Unlike some “pure” XP teams, we don’t rely only on the automated test suites: we have a senior team of testing specialists who conduct exploratory and destructive testing, system and integration testing, operational testing; we schedule regular application penetration tests; we run system trials and simulations with the team involved in interactive, loosely structured “war games”; and we take advantage of technologies such as static analysis in our Continuous Integration environment. Our automated regression testing safety net is an important asset, but we find valuable, higher-risk problems in exploratory testing, reviews and in the war games simulations.
We follow a model closer to the first edition description of XP, releasing to production every 2-3 weeks rather than holding to a 1-week cycle – extremely short, rapid cycling isn’t sustainable, and doesn’t allow enough time for the reviews and other checkpoints that we have found necessary and valuable.
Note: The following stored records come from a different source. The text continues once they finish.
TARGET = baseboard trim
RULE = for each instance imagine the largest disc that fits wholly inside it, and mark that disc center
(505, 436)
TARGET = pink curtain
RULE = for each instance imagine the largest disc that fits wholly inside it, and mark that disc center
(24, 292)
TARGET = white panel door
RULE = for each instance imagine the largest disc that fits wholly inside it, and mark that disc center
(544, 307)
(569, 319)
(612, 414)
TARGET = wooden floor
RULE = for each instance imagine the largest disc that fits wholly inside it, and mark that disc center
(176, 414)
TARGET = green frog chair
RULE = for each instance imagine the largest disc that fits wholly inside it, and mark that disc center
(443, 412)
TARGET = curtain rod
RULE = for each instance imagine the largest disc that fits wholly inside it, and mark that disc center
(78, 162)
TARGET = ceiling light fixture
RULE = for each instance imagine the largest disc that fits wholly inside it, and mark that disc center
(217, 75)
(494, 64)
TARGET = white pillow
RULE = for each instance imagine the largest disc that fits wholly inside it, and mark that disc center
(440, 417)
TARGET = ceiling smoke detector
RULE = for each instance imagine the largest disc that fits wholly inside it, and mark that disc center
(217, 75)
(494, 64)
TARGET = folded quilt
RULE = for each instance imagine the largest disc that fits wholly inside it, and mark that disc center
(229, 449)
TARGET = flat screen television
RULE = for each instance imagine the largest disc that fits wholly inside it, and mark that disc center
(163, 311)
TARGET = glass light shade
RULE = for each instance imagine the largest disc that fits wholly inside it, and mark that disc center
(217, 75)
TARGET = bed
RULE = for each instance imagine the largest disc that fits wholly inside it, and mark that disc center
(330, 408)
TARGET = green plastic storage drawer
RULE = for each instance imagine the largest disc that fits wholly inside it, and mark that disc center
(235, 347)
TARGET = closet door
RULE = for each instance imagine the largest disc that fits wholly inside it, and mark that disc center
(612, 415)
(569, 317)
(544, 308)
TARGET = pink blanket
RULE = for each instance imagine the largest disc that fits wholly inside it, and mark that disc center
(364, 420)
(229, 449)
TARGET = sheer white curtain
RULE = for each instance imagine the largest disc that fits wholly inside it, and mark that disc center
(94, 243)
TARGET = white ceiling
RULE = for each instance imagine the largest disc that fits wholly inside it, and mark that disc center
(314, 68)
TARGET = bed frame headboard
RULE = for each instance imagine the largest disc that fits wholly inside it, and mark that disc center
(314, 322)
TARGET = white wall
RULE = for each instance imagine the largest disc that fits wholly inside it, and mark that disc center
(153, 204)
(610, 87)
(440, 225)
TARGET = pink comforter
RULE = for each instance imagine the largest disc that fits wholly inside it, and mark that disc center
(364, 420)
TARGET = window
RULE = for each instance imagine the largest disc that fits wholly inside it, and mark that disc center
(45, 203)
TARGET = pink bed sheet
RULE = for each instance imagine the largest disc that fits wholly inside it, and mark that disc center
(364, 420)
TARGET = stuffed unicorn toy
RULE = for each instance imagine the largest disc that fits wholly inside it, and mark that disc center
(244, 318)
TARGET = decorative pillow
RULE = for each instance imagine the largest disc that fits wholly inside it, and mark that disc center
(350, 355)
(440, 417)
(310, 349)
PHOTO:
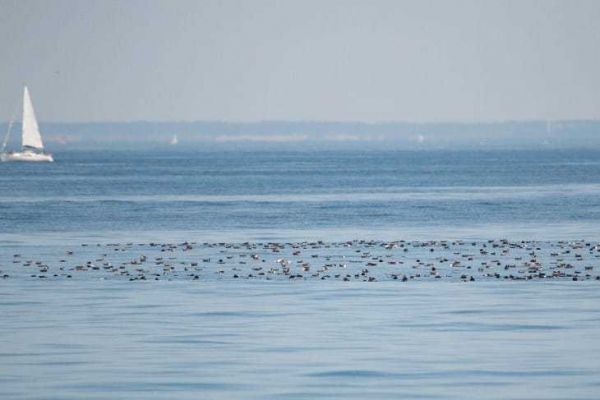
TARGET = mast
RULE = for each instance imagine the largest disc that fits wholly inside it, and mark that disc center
(31, 131)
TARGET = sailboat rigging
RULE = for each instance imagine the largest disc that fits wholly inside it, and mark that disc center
(32, 146)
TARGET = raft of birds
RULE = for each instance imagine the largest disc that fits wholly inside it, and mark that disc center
(358, 260)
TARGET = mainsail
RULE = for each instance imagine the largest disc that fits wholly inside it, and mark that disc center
(31, 132)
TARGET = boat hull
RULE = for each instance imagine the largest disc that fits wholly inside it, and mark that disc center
(26, 156)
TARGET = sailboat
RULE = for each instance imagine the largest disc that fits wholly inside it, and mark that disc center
(32, 148)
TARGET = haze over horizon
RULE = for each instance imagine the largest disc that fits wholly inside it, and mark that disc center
(311, 60)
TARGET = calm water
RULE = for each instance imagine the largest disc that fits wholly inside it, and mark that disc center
(98, 338)
(345, 195)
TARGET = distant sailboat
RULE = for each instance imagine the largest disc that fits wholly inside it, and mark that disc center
(32, 148)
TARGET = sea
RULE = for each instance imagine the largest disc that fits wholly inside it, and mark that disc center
(206, 326)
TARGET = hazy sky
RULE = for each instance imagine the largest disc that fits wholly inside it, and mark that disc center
(301, 60)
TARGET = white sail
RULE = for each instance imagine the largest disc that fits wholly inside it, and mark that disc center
(31, 132)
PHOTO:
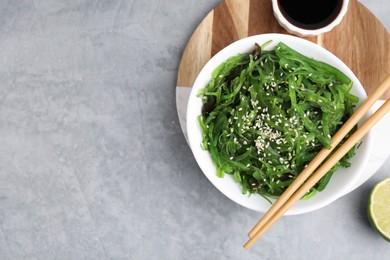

The Development/Maintenance Problem
In many organizations there are “developers” and “maintainers”: a team of hotshots is hired to design and build the initial system, and once the “hard work” is done, they hand it off to the maintenance and support or “sustained engineering” crew: kids and old-timers and other misfits who don’t have what it takes (yet, or any more) to do “real software development”; or the work of maintenance and support is offshored to a team in India or Eastern Europe to save costs.
But this is not the case in XP, as Pete McBreen points out in Questioning Extreme Programming
"The interesting thing about XP, however, is that it assumes that applications are never really going to be handed off to a separate maintenance team. The assumption is that after each incremental release, the customer will want more functionality and keep funding the development team… As such, there is never a need to hand the application over to a maintenance team; the original development team can continue to support the application indefinitely”.This idea of keeping the team together, preserving the knowledge that has been built up over time, the team’s deep and shared understanding of the domain, their proven ability to deliver, is critical and fundamental. This is the real intellectual property, the real value that you have created. Erich Brechner at Microsoft explores this in his post on Sustained engineering idiocy where he shows that keeping the development team engaged in maintenance and support builds accountability, creates a deeper understanding of the system and of the customer’s needs, and informs future development, using the feedback from support to improve the quality and reliability of future releases or future products. Eric provides some useful ideas on how to balance the requirements of maintenance and support against future development: structuring your team around a core with an evaluation team that investigates and triages issues, and using backlog management to feed fixes into the incremental development schedule.
Most of the work that will be done on a piece of software, up to 70% in some studies, is done during maintenance. It just makes sense to have your best people working on what is most important: protecting the investment that you and your customer made in building the software in the first place; supporting the ongoing business operations of your customers; and ensuring that you and your customers will continue to succeed in the future.